Par ailleurs, convaincu que la Russie ne peut relever les défis qu’elle a devant elle qu’avec l’aide de l’Occident, Vladimir Poutine, qui ne considère pas l’Europe comme une grande puissance, va tenter de se rapprocher de chaque pays séparément, jouant sur les différences de conceptions et d’intérêts qui existent entre les différents acteurs de la scène politique européenne. Toutefois, la tâche ne sera pas facile, dans la mesure où cette tactique, basée sur des relations personnelles, risque de se heurter à des changements d’équipe qui se profilent à l’horizon. Silvio Berlusconi a des problèmes avec la justice, la popularité d’Angela Merkel est en baisse, Nicolas Sarkozy va devoir affronter ses électeurs lors d’un scrutin qui n’est pas joué d’avance. Quant aux relations entre Moscou et Londres, elles sont plombées par l’affaire litvinenko (ancien espion du KGB empoisonné par du polonium en 2006), affaire qui devrait rebondir très prochainement avec les révélations accablantes pour la Russie, de l’ancien procureur général du Royaume-Uni.

 

Force est de constater qu’en quelques mois, la Russie a perdu toutes les positions qu’elle avait regagnées au Proche-Orient au cours des 20 dernières années. Le Printemps arabe a pris la Russie de cours. Le renversement des dictateurs par des soulèvements populaires est difficile à concevoir en Russie.


En Libye, avec la chute de Kadhafi, la Russie a perdu plusieurs gros contrats d’armements. Et la reconnaissance tardive des nouvelles autorités libyennes ne lui rendra pas de si tôt sa place, occupée maintenant par les Occidentaux. Le refus de voter des sanctions contre Damas n’est pas de nature à sauver Assad dont le régime est à terme affaibli. En s’obstinant dans son refus alors qu’elle est dans l’incapacité de trouver un compromis acceptable à la fois par le pouvoir et par ceux qui le combattent, Moscou ne fait que s’isoler davantage. Par ailleurs, les problèmes en Syrie privent la Russie d’un appui sur lequel elle comptait pour revenir en Irak. Enfin, un autre allié traditionnel de la Russie, l’Iran, est à la veille de turbulences  avec un président largement déconsidéré en délicatesse avec les mollahs.

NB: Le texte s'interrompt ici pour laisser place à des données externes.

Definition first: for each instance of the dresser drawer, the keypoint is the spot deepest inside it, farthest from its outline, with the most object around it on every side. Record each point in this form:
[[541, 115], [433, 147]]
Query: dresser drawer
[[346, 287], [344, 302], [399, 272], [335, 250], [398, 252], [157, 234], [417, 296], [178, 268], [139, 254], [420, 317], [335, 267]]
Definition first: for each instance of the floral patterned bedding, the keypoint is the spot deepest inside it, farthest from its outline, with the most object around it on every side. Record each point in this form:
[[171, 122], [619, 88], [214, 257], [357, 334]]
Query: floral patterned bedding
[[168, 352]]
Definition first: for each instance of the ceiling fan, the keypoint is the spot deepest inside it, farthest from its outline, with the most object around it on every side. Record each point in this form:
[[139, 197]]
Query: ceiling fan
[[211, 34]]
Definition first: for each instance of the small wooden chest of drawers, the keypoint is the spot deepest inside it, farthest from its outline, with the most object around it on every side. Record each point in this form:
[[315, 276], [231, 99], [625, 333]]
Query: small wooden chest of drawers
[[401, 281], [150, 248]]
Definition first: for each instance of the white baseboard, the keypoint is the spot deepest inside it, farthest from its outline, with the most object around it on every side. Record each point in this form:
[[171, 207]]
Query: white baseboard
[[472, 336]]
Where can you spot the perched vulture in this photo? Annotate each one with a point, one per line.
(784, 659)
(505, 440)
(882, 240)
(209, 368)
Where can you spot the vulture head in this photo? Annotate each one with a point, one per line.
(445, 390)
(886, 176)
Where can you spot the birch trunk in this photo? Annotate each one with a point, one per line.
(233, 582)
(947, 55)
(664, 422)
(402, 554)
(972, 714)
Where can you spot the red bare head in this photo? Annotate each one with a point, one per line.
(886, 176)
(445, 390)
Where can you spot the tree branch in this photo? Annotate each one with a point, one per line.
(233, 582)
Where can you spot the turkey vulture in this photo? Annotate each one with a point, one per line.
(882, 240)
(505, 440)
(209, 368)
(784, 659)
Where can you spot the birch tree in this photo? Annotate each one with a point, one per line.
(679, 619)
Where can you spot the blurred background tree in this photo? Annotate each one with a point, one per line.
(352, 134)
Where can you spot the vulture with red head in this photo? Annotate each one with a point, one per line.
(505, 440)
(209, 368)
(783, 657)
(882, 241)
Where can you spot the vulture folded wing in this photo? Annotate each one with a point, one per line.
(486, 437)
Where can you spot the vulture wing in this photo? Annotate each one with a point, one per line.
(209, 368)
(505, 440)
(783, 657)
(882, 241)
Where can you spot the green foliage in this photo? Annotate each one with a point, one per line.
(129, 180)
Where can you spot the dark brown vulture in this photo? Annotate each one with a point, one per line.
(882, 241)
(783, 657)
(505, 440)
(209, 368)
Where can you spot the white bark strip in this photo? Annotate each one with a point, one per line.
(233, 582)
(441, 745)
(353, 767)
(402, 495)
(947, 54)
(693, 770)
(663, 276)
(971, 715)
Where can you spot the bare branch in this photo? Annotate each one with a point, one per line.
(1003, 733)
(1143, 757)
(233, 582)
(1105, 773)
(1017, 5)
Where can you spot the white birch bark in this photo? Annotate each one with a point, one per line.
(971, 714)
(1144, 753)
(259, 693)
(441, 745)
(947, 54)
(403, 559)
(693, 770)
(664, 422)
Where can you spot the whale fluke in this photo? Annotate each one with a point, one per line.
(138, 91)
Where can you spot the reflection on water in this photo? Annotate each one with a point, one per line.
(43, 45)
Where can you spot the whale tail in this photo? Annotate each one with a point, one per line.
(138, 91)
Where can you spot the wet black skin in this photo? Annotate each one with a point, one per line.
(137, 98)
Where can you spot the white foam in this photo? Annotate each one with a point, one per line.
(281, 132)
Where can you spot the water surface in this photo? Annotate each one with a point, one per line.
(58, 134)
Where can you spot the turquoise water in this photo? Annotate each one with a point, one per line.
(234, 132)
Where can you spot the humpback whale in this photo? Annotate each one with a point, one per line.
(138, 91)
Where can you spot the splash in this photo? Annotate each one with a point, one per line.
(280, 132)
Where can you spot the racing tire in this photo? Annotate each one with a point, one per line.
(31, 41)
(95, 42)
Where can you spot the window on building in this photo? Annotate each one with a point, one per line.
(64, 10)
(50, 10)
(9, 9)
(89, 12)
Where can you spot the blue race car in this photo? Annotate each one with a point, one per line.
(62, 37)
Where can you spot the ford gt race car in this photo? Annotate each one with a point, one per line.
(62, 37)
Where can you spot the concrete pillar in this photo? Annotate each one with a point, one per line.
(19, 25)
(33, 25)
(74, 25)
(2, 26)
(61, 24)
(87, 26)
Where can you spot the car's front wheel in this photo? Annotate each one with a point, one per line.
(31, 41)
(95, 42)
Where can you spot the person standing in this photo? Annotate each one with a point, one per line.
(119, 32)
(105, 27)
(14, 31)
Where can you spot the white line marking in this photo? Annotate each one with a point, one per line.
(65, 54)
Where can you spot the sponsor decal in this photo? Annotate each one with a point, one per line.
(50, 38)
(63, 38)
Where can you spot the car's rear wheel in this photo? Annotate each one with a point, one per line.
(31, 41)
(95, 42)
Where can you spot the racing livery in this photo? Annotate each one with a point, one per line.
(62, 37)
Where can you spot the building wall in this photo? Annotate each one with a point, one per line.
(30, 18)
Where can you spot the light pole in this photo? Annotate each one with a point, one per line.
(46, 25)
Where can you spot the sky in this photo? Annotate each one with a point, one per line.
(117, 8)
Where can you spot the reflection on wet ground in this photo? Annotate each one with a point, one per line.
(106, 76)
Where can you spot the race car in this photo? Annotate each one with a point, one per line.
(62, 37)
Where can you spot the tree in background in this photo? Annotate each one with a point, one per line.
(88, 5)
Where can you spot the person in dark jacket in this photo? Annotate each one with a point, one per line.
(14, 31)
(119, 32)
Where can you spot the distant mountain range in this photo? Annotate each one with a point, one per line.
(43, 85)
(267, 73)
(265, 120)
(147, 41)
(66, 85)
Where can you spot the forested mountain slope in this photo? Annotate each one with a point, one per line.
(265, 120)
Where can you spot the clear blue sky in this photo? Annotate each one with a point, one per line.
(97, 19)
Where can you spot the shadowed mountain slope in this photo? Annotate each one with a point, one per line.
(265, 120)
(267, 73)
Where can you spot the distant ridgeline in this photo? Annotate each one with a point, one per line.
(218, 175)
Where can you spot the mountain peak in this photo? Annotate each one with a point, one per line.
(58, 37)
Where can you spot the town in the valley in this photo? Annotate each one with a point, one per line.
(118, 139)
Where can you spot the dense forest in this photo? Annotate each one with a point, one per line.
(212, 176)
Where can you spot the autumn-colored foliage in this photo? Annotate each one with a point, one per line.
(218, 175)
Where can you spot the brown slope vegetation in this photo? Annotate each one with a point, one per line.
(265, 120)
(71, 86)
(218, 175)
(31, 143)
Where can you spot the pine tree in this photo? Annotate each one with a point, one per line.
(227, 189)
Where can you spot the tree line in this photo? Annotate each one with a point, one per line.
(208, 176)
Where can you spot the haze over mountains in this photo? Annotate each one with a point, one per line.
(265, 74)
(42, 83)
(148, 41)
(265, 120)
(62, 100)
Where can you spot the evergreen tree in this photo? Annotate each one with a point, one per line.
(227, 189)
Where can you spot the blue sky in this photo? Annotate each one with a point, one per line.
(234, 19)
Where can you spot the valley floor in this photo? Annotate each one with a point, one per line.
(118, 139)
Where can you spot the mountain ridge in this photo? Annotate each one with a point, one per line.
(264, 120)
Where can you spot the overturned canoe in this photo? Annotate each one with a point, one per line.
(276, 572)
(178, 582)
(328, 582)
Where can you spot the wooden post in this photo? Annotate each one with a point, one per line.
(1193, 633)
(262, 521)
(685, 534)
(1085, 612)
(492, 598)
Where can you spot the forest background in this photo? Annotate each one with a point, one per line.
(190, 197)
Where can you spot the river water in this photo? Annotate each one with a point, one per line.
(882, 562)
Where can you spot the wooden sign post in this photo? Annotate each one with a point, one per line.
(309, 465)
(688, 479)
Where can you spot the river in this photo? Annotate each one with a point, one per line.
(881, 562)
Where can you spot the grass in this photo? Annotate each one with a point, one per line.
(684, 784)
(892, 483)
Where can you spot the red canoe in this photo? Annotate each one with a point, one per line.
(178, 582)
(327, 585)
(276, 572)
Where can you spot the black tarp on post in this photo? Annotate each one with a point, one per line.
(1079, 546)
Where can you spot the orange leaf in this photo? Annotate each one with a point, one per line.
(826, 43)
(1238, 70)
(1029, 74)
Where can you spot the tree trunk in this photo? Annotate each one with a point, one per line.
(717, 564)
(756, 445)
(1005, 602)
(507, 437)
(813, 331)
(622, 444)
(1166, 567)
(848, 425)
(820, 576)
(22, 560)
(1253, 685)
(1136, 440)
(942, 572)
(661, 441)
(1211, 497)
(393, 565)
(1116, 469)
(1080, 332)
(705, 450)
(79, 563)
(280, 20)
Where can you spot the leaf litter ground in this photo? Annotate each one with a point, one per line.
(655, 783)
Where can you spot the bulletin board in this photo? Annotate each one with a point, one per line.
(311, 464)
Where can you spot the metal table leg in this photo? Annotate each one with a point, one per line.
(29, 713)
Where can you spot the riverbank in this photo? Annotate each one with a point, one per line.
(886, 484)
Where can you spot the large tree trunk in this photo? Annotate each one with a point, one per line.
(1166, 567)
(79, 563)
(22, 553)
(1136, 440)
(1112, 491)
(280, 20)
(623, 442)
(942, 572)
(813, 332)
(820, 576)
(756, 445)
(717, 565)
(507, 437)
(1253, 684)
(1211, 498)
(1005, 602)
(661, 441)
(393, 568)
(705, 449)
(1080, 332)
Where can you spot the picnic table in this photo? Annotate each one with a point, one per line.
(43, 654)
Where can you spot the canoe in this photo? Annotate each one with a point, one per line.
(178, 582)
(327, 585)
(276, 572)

Cette situation explique en partie l’attitude russe sur la question de l’adhésion de la Palestine à l’organisation de Nations unies. Position qui peut se résumer en une petite phrase: «Nous vous soutenons, mais nous ne vous encourageons pas. Certes, nous allons voter en faveur de la proposition des Palestiniens, mais je dois dire que nous ne les poussons pas à forcer les portes. Nous leur disons simplement ‘‘Nous vous soutenons quoique vous décidiez, c’est votre choix de stratégie politique et diplomatique si vous désirez rentrer à l’Onu’’, a déclaré  Vitali Tchourkine, ambassadeur  russe au Conseil de sécurité. N.O.